Descartes stock has rallied 15-20% in the second half of the year over the last five years, irrespective of the economic conditions. It is because the company’s solutions cater to logistics and supply chain challenges, be it high volumes or geopolitical setbacks like the Russia-Ukraine war. June is a good time to buy Descartes stock and sell it once it crosses $125 — an 18% upside.
Nuvei stock
Nuvei (TSX:NVEI) stock is at a sweet spot, down 24% in May, as the company reported a net loss in the first quarter due to a one-time expense from its Paya acquisition. The payments platform has been moving with the e-commerce momentum, as e-commerce represents 90% of Nuvei’s transaction volume.
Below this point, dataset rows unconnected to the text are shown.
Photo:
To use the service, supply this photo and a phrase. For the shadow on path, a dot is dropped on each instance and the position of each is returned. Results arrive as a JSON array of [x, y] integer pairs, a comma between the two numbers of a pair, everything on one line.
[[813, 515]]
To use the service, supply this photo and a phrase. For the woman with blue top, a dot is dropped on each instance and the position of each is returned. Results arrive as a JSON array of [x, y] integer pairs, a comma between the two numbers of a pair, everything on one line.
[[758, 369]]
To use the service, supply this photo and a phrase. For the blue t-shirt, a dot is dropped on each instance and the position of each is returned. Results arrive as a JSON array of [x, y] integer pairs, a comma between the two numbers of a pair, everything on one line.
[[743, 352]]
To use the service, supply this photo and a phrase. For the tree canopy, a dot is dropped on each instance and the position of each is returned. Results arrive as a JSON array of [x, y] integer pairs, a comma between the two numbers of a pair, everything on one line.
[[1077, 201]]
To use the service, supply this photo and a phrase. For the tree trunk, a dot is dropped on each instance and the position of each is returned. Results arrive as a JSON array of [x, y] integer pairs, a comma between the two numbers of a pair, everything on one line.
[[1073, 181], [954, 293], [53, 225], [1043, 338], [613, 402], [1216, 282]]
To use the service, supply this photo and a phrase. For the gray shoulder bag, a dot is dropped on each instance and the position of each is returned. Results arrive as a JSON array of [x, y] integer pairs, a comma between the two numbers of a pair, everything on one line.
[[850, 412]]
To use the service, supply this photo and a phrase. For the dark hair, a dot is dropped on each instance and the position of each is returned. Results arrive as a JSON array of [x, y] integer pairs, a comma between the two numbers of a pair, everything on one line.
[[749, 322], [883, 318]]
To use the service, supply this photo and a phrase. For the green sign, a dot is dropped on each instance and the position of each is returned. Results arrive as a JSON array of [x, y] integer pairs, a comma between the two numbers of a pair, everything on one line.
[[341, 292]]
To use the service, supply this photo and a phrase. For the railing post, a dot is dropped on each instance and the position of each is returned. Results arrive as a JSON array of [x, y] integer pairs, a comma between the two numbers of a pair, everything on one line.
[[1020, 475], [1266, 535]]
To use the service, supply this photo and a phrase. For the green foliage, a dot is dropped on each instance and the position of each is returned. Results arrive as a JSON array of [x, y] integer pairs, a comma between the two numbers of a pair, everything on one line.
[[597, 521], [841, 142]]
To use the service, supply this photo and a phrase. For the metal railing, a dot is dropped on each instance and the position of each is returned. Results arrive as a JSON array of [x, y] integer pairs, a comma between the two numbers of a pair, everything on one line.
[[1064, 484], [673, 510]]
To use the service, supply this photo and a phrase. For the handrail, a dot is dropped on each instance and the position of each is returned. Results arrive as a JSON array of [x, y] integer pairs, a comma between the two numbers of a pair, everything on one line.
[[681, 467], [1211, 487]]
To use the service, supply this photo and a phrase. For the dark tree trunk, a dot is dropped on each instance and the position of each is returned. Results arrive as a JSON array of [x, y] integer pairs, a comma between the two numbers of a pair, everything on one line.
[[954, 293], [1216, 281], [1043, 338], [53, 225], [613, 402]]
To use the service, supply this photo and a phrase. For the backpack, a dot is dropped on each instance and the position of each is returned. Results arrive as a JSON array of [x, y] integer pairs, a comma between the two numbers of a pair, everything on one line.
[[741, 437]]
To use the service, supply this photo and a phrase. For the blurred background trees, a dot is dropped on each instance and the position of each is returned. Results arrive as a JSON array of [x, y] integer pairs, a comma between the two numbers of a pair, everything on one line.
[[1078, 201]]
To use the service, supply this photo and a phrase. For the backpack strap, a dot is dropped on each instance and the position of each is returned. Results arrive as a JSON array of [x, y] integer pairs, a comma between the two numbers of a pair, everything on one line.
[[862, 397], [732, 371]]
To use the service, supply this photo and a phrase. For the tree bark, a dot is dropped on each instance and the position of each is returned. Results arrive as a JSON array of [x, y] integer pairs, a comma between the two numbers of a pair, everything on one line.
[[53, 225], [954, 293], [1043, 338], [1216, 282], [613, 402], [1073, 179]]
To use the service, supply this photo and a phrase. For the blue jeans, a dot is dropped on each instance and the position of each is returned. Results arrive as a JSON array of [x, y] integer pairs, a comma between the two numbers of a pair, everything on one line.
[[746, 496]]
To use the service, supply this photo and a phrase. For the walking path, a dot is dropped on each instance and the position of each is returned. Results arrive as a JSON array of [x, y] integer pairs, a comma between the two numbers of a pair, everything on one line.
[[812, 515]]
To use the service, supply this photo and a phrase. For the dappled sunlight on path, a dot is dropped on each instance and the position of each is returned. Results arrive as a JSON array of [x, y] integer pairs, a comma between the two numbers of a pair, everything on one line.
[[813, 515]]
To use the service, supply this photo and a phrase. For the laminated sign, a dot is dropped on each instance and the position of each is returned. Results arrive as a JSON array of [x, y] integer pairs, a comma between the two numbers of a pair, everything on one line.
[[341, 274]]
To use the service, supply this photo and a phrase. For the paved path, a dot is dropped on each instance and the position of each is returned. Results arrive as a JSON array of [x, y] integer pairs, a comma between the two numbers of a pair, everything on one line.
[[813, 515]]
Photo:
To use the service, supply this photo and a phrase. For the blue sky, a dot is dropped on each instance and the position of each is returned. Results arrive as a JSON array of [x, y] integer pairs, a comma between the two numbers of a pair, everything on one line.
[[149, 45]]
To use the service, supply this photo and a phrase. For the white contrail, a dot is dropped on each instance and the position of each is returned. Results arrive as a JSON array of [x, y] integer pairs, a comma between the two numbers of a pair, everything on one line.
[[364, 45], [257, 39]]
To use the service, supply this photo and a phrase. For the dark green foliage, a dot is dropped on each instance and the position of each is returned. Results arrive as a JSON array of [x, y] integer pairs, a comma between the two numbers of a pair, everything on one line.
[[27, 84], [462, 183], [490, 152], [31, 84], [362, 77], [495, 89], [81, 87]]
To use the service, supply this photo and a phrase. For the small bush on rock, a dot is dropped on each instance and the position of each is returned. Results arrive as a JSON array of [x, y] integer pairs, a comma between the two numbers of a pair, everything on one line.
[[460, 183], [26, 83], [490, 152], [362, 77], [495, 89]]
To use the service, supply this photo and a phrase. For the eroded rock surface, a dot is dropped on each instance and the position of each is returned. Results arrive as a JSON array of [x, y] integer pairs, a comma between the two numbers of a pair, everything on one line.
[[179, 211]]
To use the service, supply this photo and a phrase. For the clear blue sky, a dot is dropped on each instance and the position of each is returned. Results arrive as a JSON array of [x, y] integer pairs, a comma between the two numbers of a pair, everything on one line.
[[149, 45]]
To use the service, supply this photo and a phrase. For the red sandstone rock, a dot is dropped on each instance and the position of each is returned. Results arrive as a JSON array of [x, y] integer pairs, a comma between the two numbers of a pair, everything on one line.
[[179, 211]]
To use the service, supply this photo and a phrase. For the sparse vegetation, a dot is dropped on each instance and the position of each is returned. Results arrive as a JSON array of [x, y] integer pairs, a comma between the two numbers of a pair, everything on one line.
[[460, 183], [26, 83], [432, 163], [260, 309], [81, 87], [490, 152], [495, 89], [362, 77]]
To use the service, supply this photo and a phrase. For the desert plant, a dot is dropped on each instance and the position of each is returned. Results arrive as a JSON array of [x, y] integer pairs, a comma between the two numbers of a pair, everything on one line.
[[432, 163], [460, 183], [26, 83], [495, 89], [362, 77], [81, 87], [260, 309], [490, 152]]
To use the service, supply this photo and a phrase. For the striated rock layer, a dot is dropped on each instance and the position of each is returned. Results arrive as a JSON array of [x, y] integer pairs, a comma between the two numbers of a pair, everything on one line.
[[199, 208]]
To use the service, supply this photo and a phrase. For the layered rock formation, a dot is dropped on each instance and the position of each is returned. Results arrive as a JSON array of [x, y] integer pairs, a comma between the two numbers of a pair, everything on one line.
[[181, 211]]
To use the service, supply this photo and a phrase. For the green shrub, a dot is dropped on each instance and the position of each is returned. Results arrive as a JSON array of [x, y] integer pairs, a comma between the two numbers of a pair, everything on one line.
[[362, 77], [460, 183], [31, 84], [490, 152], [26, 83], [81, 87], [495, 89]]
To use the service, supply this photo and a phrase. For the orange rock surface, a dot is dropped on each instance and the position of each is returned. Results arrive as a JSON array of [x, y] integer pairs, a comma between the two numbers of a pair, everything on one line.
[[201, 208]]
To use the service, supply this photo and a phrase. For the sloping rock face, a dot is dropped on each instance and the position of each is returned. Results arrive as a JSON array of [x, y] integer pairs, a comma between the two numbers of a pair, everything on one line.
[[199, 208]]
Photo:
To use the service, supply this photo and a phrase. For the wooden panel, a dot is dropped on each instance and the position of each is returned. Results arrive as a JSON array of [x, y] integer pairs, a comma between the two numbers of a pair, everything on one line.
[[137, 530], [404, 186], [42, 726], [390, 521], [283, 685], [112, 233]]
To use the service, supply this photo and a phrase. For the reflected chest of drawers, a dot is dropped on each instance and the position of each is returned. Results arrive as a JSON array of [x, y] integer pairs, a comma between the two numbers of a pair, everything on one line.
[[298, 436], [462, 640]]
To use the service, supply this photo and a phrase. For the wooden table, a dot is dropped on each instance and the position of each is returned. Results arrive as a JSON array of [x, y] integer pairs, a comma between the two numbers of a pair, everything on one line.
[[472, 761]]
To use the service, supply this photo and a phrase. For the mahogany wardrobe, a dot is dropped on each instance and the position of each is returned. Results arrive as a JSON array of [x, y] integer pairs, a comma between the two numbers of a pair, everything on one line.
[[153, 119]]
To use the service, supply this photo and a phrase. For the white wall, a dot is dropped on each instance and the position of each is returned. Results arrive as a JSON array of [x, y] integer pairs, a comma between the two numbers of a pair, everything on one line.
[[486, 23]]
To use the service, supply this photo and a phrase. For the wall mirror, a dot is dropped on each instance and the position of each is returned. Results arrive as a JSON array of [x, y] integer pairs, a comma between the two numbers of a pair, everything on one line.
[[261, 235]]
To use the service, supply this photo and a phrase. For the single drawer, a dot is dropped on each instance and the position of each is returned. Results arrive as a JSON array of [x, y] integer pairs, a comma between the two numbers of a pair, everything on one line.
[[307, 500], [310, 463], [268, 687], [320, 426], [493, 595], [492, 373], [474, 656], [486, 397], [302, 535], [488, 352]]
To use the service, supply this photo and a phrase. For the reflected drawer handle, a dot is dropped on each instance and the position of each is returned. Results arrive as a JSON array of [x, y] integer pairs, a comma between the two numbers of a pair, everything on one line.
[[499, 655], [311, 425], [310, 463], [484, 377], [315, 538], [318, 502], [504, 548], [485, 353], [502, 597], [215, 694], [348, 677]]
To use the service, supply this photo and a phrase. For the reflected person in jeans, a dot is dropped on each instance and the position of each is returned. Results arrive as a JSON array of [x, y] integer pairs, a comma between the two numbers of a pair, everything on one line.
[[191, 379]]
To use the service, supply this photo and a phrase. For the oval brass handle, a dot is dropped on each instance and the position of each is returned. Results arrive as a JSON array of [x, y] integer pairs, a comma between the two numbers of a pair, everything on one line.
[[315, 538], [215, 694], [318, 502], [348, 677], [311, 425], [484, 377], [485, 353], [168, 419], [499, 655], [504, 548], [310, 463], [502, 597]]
But the Paya acquisition can change this mix by opening doors of enterprise payments from non-cyclical verticals like healthcare business-to-business goods and services, utilities, government, and education.
These non-cyclical industries could help Nuvei reduce its downside, and strength in e-commerce and crypto could boost its upside. You can buy and hold this stock for a few years, as it could double your money during the economic recovery.
Resilient stocks
The above three stocks are volatile and may fall into a recession. You can reduce your downside risk by investing in the below contrarian stocks that outperform in a weak economy.
Canadian Utilities (TSX:CU) is unaffected by macroeconomic conditions, as you pay utility bills even in high inflation. These stable cash flows have helped the company pay regular quarterly dividends for over 50 years and even grow them in most years. If you buy the stock below $37, you can lock in a 4.89% dividend yield that will grow even in a weak economy. Also, the stock trades in the $30-$40 range, limiting your downside. You can hold this stock for a long term to build your retirement portfolio.
Barrick Gold (TSX:ABX) stock is a buy at its current level of below $23 to reduce downside risk. The stock will likely fall further in a bearish market but bounce 50-70% in two to five months if the economy plunges into a recession. Gold has an intrinsic value and is considered a safer alternative to currency. When the economy weakens, the dollar weakens. Investors rush to gold to protect the value of their money. Instead of buying gold in the gold rush, buy it now when everyone is selling.
Bottom line
A mix of these contrarian stocks can increase your upside in a strong economy and reduce your downside in a weak economy.